Un hiver à Paris sous le Consulat (1802-1803) d'après les lettres de J.-F. Reichardt

XXXVI

45 mars 1803.

Dans ma dernière lettre, j’ai longuement parlé théâtre. Pourtant j'ai omis de donner place dans ma chronique au drame « romantique » de l’'Ambigu. Cette œuvre mirifique de Guilbert-Pixérécourt, la Femme à deux maris (1), mélodrame en trois actes, en prose et à spectacle, doit être signalée à nos imitateurs et traducteurs d’outre-Rhin,. si curieux d'émotions violentes ; ils y trouveront, mieux que dans l’aimable Fanchon la vielleuse, une ample moisson à faire. Il y a là, dans l’espace d’un jour et d’une demi-nuit, une avalanche d’incidents : vieux caporal fanatique de son métier, vieillard aveugle, voleurs, brigands, femme de haute vertu, paysans, filles naïves des champs, saltimbanques, bohémiens, joueurs, ivrognes, enlèvements, meurtres!
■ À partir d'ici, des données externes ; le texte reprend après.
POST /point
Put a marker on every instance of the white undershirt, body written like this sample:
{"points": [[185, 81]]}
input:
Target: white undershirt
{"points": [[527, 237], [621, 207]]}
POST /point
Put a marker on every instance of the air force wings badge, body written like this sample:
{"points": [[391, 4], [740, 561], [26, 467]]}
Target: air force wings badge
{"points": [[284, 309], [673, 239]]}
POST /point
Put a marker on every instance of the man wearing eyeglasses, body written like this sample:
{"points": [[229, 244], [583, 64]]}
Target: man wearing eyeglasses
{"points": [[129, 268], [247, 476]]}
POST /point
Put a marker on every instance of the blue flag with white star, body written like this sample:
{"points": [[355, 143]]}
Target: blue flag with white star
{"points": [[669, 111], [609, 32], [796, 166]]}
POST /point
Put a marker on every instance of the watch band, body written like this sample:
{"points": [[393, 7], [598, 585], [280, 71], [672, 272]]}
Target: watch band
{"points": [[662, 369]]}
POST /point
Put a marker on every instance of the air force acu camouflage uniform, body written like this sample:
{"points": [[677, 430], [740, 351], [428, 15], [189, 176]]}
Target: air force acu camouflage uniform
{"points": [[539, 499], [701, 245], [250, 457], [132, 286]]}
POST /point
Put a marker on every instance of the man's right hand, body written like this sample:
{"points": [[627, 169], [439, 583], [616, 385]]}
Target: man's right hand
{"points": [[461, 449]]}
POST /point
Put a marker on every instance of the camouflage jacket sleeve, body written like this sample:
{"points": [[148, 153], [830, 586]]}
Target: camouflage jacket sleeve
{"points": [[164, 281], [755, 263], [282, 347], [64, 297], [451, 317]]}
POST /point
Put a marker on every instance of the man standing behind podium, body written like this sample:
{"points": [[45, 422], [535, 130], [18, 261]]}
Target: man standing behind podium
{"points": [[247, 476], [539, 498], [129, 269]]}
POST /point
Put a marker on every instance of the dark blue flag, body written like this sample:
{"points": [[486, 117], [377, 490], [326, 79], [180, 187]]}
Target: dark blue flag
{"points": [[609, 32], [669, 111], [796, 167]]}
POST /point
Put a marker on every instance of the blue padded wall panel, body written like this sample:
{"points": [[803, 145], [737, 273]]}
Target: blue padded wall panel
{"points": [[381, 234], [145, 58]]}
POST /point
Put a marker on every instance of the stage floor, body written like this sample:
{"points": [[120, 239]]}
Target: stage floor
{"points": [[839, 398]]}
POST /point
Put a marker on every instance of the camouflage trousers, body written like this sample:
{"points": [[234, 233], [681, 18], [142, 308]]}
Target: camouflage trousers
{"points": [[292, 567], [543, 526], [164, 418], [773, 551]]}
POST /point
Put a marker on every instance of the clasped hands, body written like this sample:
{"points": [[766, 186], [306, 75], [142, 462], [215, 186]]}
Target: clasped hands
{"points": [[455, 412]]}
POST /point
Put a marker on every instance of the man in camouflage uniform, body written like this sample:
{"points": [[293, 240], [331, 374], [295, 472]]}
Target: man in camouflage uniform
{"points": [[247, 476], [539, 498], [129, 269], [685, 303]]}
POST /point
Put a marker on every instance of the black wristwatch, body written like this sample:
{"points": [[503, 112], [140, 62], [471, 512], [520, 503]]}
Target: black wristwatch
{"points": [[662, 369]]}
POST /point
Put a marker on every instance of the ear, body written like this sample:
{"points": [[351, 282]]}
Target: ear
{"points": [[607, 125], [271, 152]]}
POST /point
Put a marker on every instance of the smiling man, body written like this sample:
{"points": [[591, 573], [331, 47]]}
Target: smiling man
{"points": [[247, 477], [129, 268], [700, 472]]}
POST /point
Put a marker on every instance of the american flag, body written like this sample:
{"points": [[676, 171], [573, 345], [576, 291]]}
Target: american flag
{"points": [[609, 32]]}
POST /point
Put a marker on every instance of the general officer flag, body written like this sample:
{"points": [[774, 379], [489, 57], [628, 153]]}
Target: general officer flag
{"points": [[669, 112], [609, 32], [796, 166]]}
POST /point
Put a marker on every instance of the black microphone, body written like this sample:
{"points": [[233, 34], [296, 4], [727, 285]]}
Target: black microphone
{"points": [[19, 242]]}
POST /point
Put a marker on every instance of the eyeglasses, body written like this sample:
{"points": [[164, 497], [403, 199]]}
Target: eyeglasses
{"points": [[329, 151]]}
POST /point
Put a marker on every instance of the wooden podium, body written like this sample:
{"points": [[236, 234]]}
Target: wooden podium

Admirable pot-pourri d'éléments disparates; amalgame de blanc, de noir, de rouge, en dépit des lois d’Aristote!

La troupe de l’Ambigu trouve moyen de jouer cette monstruosité avec naturel et vivacité, en se lançant dans le genre scénique allemand plutôt qu’en suivant les traditions françaises. — Le public parisien, qui ne rêve que plaies et bosses, est ravi du spectacle.

(4) La Femme à deux maris est de 1802.